Even so, mistakes, negligence, and fraud all happen. No amount of regulation will take that fact away. Producers, if they make a mistake or commit fraud, should be held responsible for the food they produce. One of these means is through objective tort law. Consumers also need to be responsible. In 2009, one would expect various third party inspection organizations to eventually crop up in the absence of the FDA. (They already exist for organic certification, and the standards are more stringent than the USDA's. It should be noted that organizations like NOFA pre-date the USDA organic certification program.)

100 years of experience with the FDA's "food safety" regulations ought to be enough to convince Americans that more nannying by the FDA isn't the answer. We don't need more food safety regulations, irradiation mandates, food bans, and the like. Here are some results of flawed FDA and USDA policies.

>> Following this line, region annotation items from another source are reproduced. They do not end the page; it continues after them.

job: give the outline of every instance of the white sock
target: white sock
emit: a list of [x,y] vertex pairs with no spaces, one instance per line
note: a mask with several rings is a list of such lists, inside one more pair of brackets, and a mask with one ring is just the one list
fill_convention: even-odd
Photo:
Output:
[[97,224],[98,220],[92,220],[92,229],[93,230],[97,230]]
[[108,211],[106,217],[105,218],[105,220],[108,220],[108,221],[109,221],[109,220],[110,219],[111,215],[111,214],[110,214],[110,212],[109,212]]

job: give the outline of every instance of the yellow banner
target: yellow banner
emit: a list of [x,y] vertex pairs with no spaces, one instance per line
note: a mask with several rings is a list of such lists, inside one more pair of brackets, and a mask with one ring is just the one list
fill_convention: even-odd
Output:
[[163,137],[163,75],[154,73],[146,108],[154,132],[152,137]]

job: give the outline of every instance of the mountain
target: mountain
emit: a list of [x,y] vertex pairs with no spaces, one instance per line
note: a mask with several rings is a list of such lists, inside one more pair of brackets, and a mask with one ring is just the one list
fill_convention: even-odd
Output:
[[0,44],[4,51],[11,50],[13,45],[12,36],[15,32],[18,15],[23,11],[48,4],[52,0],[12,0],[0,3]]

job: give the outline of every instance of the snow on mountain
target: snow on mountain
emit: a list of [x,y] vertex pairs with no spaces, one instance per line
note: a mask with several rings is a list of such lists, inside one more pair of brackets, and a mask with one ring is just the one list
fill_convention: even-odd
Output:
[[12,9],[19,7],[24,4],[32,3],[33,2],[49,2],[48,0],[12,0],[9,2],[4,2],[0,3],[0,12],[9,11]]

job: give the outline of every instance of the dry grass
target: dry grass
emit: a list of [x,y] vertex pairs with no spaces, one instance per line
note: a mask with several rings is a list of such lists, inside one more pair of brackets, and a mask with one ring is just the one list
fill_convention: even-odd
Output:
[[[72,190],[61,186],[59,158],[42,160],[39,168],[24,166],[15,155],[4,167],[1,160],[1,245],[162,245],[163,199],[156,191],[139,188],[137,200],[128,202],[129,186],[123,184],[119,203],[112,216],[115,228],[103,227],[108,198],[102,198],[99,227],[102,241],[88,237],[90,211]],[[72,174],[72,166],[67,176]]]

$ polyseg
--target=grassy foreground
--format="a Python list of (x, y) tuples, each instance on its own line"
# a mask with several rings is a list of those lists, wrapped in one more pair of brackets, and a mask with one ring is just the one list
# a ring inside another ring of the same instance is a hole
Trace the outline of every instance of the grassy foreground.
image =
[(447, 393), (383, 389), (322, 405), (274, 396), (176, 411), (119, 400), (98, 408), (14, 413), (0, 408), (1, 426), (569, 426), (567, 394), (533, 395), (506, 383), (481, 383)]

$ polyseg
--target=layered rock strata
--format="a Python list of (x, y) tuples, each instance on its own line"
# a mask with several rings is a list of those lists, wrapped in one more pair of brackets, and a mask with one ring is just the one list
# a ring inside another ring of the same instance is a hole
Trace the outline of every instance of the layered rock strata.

An Ayn Rand quote is apropo: "One of the methods used by statists to destroy capitalism consists in establishing controls that tie a given industry hand and foot, making it unable to solve its problems, then declaring that freedom has failed and stronger controls are necessary."

If HR 2749 passes, there will be one sure result: reduced quantity and quality at your farmer's markets, local farms, and meat and veggie CSA as they become unable to cope with the costly regulatory burden. Eventually it would happen in the grocery store too. Let's not let it.